How director Francis Lawrence found magic in Kings' reality

Francis Lawrence, executive producer and director of the first four episodes of the upcoming NBC series Kings, told reporters that he didn't sense much difference between directing it or his feature films Constantine and I Am Legend.

"Honestly, it was not that different," Lawrence said. "Me doing music videos is obviously very different, but, look, doing the two-hour pilot was like doing a small movie. It was a huge difference in budget, a huge difference in time. The last movie I did, I think, the budget was about $150 million, and we shot for 95 days and it took three years of my life. And this thing, from the time we kicked off and got going was about three months."

Kings is a contemporary David-and-Goliath saga. Ian McShane plays King Silas Benjamin, leader of Gilboa. When a young soldier named David Shepard (Chris Egan) ignores orders and unwittingly saves the King's son, Jack (Sebastian Stan), everyone's lives are forever changed.

SCI FI Wire joined in on a recent conference call with Lawrence in which he talked in depth about Kings. Following are edited excerpts from that conversation. Kings premieres Sunday at 8 p.m. ET/PT.

Tell us about the story. How do the first four hours unfold?

Lawrence: Well, I think the two-hour pilot is a real introduction into the world and the characters and what we can expect. And then the following hours are really just all the way the different stories that can evolve from our kicking-off point. [In] the pilot we meet David, sort of the innocent kid, naive, a wide-eyed kid that's, through a series of circumstances, brought into the world of royalty in this country. And the relationships are set up. The characters are set up. And then the different stories that follow are just all the ways that the stories can go. You have got so many great characters and rich textures and ... I do not want to give away too much. ...

How involved will you be as an executive producer from here on in, and will you be back to direct more?
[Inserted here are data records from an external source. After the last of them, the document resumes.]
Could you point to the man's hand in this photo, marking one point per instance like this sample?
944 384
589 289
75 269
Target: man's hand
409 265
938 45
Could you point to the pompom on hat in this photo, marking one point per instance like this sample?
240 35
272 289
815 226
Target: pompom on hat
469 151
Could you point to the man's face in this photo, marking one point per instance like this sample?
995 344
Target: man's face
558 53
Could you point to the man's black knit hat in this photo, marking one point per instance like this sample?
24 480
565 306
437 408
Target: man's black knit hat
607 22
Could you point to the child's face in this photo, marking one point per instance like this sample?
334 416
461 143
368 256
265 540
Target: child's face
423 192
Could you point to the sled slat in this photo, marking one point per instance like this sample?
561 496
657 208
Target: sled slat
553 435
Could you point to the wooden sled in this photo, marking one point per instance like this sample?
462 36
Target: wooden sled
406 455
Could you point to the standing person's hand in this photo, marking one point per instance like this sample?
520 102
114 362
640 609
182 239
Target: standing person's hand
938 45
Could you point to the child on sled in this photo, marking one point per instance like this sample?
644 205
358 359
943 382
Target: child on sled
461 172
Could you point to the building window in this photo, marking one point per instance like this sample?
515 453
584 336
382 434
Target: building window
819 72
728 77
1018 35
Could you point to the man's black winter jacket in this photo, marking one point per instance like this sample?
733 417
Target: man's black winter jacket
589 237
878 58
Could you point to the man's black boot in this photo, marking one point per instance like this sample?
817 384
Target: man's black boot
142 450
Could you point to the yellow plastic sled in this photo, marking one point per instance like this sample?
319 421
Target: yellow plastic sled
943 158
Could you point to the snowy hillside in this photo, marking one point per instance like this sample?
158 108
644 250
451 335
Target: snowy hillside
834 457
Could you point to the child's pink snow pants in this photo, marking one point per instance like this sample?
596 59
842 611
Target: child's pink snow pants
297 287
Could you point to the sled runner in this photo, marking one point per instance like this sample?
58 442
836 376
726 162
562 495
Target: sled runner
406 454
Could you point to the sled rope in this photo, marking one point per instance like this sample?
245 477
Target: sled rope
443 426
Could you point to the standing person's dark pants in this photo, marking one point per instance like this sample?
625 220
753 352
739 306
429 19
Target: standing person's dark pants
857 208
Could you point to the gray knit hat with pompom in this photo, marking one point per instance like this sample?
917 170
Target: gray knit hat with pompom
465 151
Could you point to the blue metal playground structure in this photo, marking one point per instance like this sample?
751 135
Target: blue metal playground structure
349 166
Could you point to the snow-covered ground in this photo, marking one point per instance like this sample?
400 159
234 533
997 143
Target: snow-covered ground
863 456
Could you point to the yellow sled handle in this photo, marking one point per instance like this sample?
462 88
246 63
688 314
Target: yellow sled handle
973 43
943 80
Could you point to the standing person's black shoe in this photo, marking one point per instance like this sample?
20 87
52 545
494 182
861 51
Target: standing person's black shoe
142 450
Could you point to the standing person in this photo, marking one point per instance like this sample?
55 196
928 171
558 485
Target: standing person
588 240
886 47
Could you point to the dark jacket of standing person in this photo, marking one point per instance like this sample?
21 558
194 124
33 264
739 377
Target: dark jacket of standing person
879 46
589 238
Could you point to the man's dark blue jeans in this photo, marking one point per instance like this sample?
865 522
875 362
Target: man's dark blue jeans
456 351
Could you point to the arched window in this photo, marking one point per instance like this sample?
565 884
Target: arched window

Lawrence: I would love to be. I mean, it is all sort of dependent on whether or not I am making a movie. If I am not making a movie, and the new season gets picked up, I would be happy to come back and do a couple of hours. I did the pilot and then came back and did the first two episodes after that, then stayed on very involved. I came back and helped another friend do an episode. I am looking at all the scripts. I am looking at all the cuts. I am talking to most of the directors. I sort of kicked into gear with the crew to make sure that the aesthetic and the feel and the tone all works. I would go and talk to all the actors to make sure that they were clear with what they are doing, and they could always come to me if they had questions. So I tried to stay as involved as I could be, not actually living in New York with them and being there every day.


How much does religion factor into the show? Are there other biblical stories tied in there?

Lawrence: It is really following the template of the original stories and then with a lot of fun and added creativity to it. I kind of like doing these things, which is you take an old, mythical tale and reinvent it in a newer world, because the characters are classic and they are such great archetypes. And it just seems to work, and people seem to connect with it because it is sort of in our narrative DNA. But there is not a lot of God ... in this story. There is mention of God, and you can sort of feel the hand of something maneuvering things, that there is a hand helping David along at times, helping other people along at times. But it is not specifically a Christian God, ... necessarily.

Given your background in sci-fi films and the fact that your co-executive producer Michael Green is so entrenched in comics and sci-fi, are there any fantastical elements at all to the series?

Lawrence: Yes, absolutely. One of the things that I loved about the script is the magical realism. It had all the things that I love. One of the things I love most is to create worlds, and this was a world to create, which was a lot of fun. But it is also a world that has to feel real, has to feel grounded, which I like, so that it is not complete fantasy. One of the other things that really attracts me to stories, that this has, is magical realism, which is there are moments in the series where things happen that probably normally could not happen, but they have. But they are done in a way and presented in a way where you could believe that they actually could have happened, and I am really attracted to that.